Pythéas de Marseille à la découverte de l'Europe du nord

L’Irlande et les petites îles du nord


Pythéas décrit l’Irlande et les petites îles du nord de la Grande Bretagne : Orcades, Shetlands et Hébrides.

  • L’Irlande

Les textes : « Au dessus de la Grande Bretagne se trouve l’Irlande, de superficie presque égale, mais de forme oblongue entre les deux courbures égales de ses rivages … »(K36) Pomponius Méla ; Après la Grande Bretagne, c’est l’Irlande qui est décrite par Pythéas. Elle est plus petite qu’elle, de forme oblongue et proche de celle-ci « au couchant »(K34) selon César, mais Pomponius Méla et Strabon disent au Nord. Elle est à peu de distance, comme l’est la Britannie de l’Europe (K34). Notons que César s’inspire de livres pour écrire sur l’Irlande ; il l’écrit explicitement. Et comme il n’a pas d’à priori comme Strabon, il décrit simplement ce qu’il lit. Nous avons aussi une description des mœurs de ses habitants : « anthropophages, omnivores, jugeant beau de manger leurs pères décédés, et de se mêler publiquement »(K38). Une description très imagée de Strabon. Son nom est Hierni, qui signifie « le peuple de la terre fertile ». Strabon dira à propos des Irlandais : « je n’ai rien de bien certain à dire concernant Ierne, sauf que les habitants sont plus sauvages que les britons depuis qu’ils se mangent entre eux et depuis qu’ils le considèrent comme une honorable chose quand leurs pères meurent pour les dévorer. »



Un obole massaliote
  • Les petites îles

Pythéas monte toujours plus haut vers le nord. Il désigne les îles entre Irlande et Britannie, puis toujours plus nord, « il y a trente Orcades séparées les unes des autres par d’étroits intervalles, et sept Haemodes qui s’avancent en face de la Germanie »(L41). Les principales îles des Orcades sont présentées, ainsi que les Shetlands (Haemodes). Pline cite aussi les trente Hébudes qui sont les îles Hébrides (L42). Les latitudes données par Strabon, citant Hipparque qui prend ses sources de Pythéas, nous rapporte 58° (hauteur du soleil à 4 coudées) en hiver. Cela correspond à la latitude de l’île Lewis, au Nord de l’Ecosse ; puis 61° (hauteur du soleil à moins de trois coudées) qui correspond au nord des îles Shetland (Q77). Une coudée vaut deux degrés. Cette fois, c’est la hauteur du soleil à midi au solstice d’hiver qui est donnée par Hipparque, prenant ses informations de Pythéas.
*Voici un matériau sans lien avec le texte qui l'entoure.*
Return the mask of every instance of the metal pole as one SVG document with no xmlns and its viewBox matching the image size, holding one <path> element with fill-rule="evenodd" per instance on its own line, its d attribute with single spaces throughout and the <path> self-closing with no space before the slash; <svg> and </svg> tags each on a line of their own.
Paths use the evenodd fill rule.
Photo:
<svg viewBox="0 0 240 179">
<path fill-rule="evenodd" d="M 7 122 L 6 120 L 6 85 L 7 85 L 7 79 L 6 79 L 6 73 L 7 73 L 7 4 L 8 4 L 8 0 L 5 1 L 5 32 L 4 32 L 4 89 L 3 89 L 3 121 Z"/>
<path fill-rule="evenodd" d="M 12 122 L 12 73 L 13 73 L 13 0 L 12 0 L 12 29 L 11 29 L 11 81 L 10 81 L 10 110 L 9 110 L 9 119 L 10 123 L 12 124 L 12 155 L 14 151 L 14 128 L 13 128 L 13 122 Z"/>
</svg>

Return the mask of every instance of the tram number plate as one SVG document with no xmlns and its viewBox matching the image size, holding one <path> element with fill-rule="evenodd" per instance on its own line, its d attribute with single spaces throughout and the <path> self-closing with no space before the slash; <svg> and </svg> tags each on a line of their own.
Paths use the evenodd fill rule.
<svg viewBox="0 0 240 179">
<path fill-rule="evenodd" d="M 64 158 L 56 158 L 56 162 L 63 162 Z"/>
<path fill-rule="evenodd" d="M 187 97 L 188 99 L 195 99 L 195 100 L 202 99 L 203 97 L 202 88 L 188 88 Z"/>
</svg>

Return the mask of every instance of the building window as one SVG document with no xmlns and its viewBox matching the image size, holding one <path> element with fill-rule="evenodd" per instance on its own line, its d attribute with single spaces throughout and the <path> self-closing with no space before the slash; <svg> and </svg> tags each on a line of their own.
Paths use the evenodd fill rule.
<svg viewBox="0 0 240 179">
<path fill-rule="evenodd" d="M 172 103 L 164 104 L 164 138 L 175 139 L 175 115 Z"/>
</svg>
En hiver ? Etait-il donc là-bas en hiver ? Difficile à croire, car par ailleurs, dans ces régions, il fournit aussi la durée, en heures, des jours d’été. Y était-il aussi en été ? Il y serait alors resté au moins six mois. ?

L’hypothèse scientifique est la plus à considérer. Après son périple, il a très bien pu faire de simples extrapolations géométriques : il en aurait ainsi déduit la hauteur du soleil en hiver. En hiver le soleil est au ras de l’horizon à Thulé pour une latitude de 66°. A la latitude de 58°, par exemple, le soleil sera donc à une hauteur de 66°-58°= 8°, soit 4 coudées.